For its research efforts, AAFP has been partnering with Elation Health, whose EHR platform serves 30,000 clinicians caring for more than three million Americans, including thousands of small independent practices and large prominent digital health innovators. Elation Health secured $50 million in Series D funding in 2022.
The recent study was conducted by surveying 10 primary care practices of varying sizes, and AAFP said the following themes emerged:
• Infrastructure: A significant factor in burnout is the amount of work to be done related to the resources available to efficiently do the work. The study uncovered a threshold of financial investment needed to support adequate infrastructure to enable success in value-based payment and reduce the associated risk of burnout. In larger practices or in practices with network affiliations, economies of scale made value-based payment administration more manageable. Beyond human resources, the adoption of technical solutions supported operational efficiencies, helping contain operating expenses and enabling clinical and financial success.
• Capitation Factors: Practices with capitated models, or risk-adjusted, per-person payment models, experienced less burnout than those with payment models designed around retrospective “bonus” payments. The study also replicated findings that higher capitation rates combined with the greater percent of total revenue from capitation can most effectively relieve physician burnout.
• Quality Measures: The effort required to identify, deliver, report, and get paid for a set of payer-driven quality measures is proportionally high for the majority of practices, regardless of size. The study showed that practices with fewer payer contracts had less burnout, given its link to fewer or simpler workflows to achieve success.
• Payer-Practice Contract Quality and Innovation: The most successful practices in the study benefited from innovative and savvy contract design between the practice and the health plan, sometimes involving partner health systems. Practice leaders who worked closely with payer organizations to design contracts around the power of primary care to influence downstream utilization patterns and costs of care of an attributed population realized better financial outcomes for the practice, reported a better experience of delivering care, and enjoyed the least amount of burnout.
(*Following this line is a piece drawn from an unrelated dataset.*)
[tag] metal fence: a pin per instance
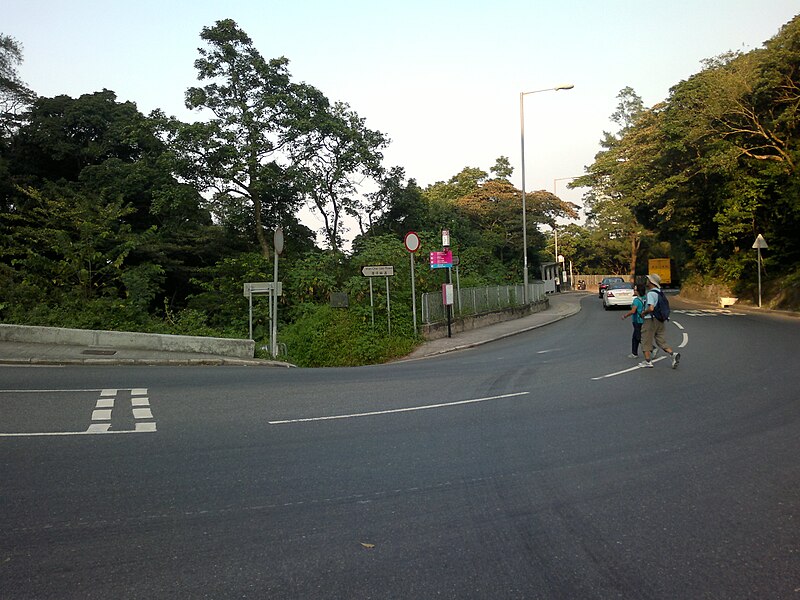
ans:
(475, 301)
“Value-based care holds much promise by creating supportive collaborations between patient and physician, improving quality of care, and reducing healthcare spending,” said Steven Waldren, M.D., M.S., chief medical informatics officer at AAFP, in a statement. “In this second study with Elation Health, we found it critical to further explore the challenges family physicians face as they work to transition to value-based payment models and to understand which innovations help them break through these barriers without putting themselves at risk of burnout.”
According to another recent AAFP study, more than half of family physicians report being burned out. In this most recent study, among physicians facing burnout, the study cohort with the most severe symptoms had a majority of their revenue from fee-for-service payment models, while the cohort with little to no burnout had 75 percent or more revenue from value-based payment arrangements. This indicates that payment models likely have a significant impact on physician burnout.
“The study affirms what we see on a daily basis at Elation Health: while fee-for-service payment saddles clinicians with excess administrative burden, alternative payment models have the potential to make this even worse when poorly implemented. This has a profound impact on physician wellbeing and contributes to burnout across the primary care landscape,” said Sara Pastoor, M.D., senior director of primary care advancement at Elation Health, in a statement. “While the movement toward value-based payment holds great promise and is better for patients, payers, and primary care, these new incentive programs may contain their own challenges. We’re encouraged to see that innovations focused on the unique needs of primary care are easing the burden and responsibilities that contribute to burnout, making the adoption of value-based payment models a more attractive prospect.”